Bandgap properties in metamaterial sandwich plate with periodically embedded plate-type resonators

Abstract In this study, a novel plate-type resonator is proposed, and the bandgap properties of a metamaterial sandwich plate containing a two-dimensional periodic array of these plate-type resonators are numerically and experimentally investigated. The finite element method is applied to calculate the band structure and the transmission spectra. The formation mechanisms of the bandgaps are investigated via the analysis of the mode shapes of the plate-type resonator and face plate in a unit cell. The results demonstrate that both locally resonant and Bragg bandgaps exist in the proposed structure. The selective coupling between the resonant modes of the plate-type resonator and the face plate is a necessary condition for the generation of locally resonant bandgaps that the resonant modes of the plate-type resonator can produce a reaction force on the support. The effect of the geometric parameters and surface mass ratio on the bandgaps is investigated, and the effect of the introduction of the plate-type resonator on the Bragg bandgap is studied.

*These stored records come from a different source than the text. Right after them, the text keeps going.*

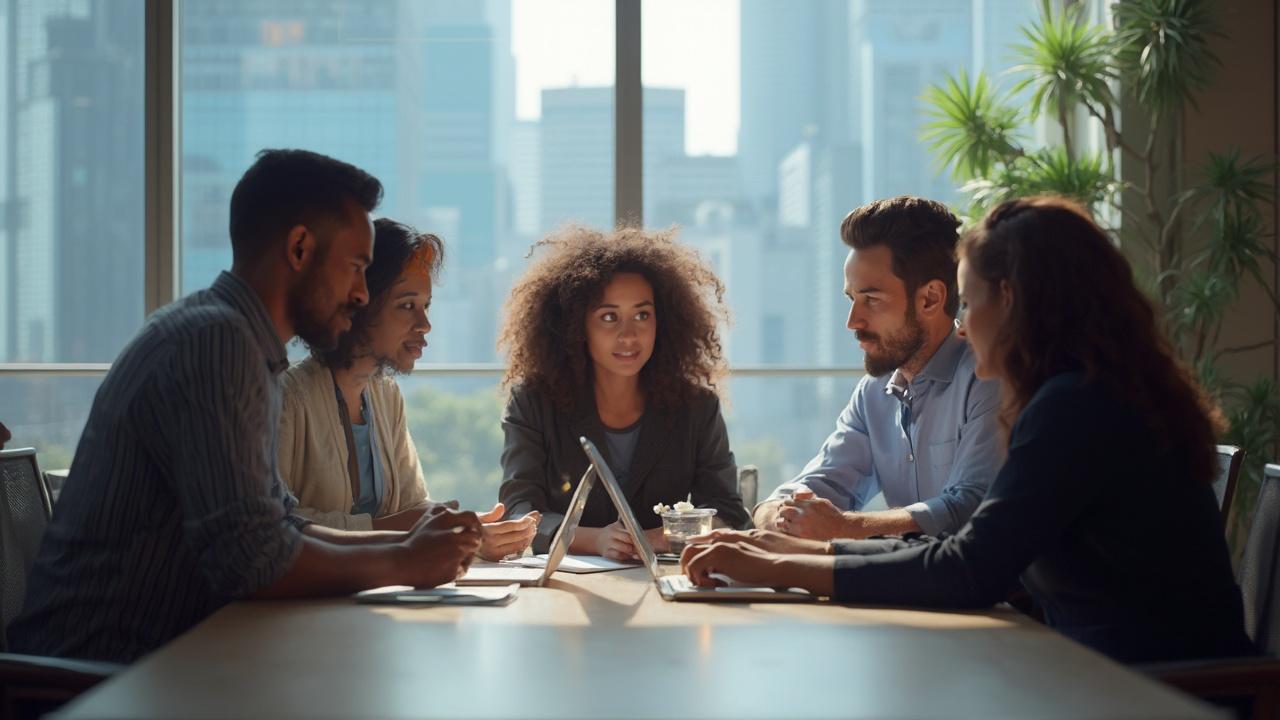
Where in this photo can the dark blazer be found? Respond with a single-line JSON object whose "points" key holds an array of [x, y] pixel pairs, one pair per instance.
{"points": [[1120, 547], [677, 454]]}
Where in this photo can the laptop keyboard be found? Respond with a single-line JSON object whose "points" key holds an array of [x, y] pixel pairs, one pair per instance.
{"points": [[676, 583]]}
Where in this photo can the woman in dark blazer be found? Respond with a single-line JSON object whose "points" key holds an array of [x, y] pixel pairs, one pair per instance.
{"points": [[615, 336], [1104, 506]]}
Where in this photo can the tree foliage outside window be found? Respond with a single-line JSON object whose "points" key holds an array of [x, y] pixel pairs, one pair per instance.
{"points": [[1192, 233]]}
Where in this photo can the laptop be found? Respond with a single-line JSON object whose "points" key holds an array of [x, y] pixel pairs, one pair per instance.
{"points": [[677, 587], [502, 574]]}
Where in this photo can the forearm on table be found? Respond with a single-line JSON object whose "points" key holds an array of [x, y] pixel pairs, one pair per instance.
{"points": [[814, 573], [352, 537], [895, 522], [329, 569]]}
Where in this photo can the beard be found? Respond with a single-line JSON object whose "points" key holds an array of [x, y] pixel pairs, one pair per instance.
{"points": [[895, 350], [315, 318]]}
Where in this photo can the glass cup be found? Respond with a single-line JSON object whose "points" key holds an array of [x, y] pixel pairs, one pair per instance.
{"points": [[679, 527]]}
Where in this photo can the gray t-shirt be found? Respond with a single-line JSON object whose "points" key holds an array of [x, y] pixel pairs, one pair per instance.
{"points": [[622, 446], [370, 469]]}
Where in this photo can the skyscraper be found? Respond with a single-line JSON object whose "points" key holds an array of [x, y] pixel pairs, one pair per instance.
{"points": [[72, 236], [577, 150]]}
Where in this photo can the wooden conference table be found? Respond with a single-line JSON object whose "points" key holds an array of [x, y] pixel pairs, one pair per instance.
{"points": [[606, 646]]}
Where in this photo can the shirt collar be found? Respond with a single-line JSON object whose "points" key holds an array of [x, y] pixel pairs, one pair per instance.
{"points": [[241, 296], [941, 368]]}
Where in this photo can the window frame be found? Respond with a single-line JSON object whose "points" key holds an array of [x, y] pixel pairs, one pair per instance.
{"points": [[163, 192]]}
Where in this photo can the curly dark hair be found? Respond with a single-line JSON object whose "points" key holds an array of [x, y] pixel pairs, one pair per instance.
{"points": [[544, 332], [1077, 308], [394, 246]]}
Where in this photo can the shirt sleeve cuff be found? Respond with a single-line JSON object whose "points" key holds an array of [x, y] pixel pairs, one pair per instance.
{"points": [[547, 528], [297, 522], [932, 515]]}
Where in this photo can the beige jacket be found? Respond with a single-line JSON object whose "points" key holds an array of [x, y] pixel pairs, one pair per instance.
{"points": [[314, 449]]}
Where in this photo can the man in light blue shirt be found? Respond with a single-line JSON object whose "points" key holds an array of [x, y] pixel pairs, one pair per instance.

The improvements of the plate-type resonator by changing its structure or moving its attachment point are also discussed. Moreover, a metamaterial sandwich plate specimen is fabricated and vibration experiments are conducted, and it is observed that there is good agreement between the numerical predictions and the experimental results. The proposed strategy contributes to the possibility of fabricating a simpler structure to promote the exploitation of metamaterial sandwich plates in engineering.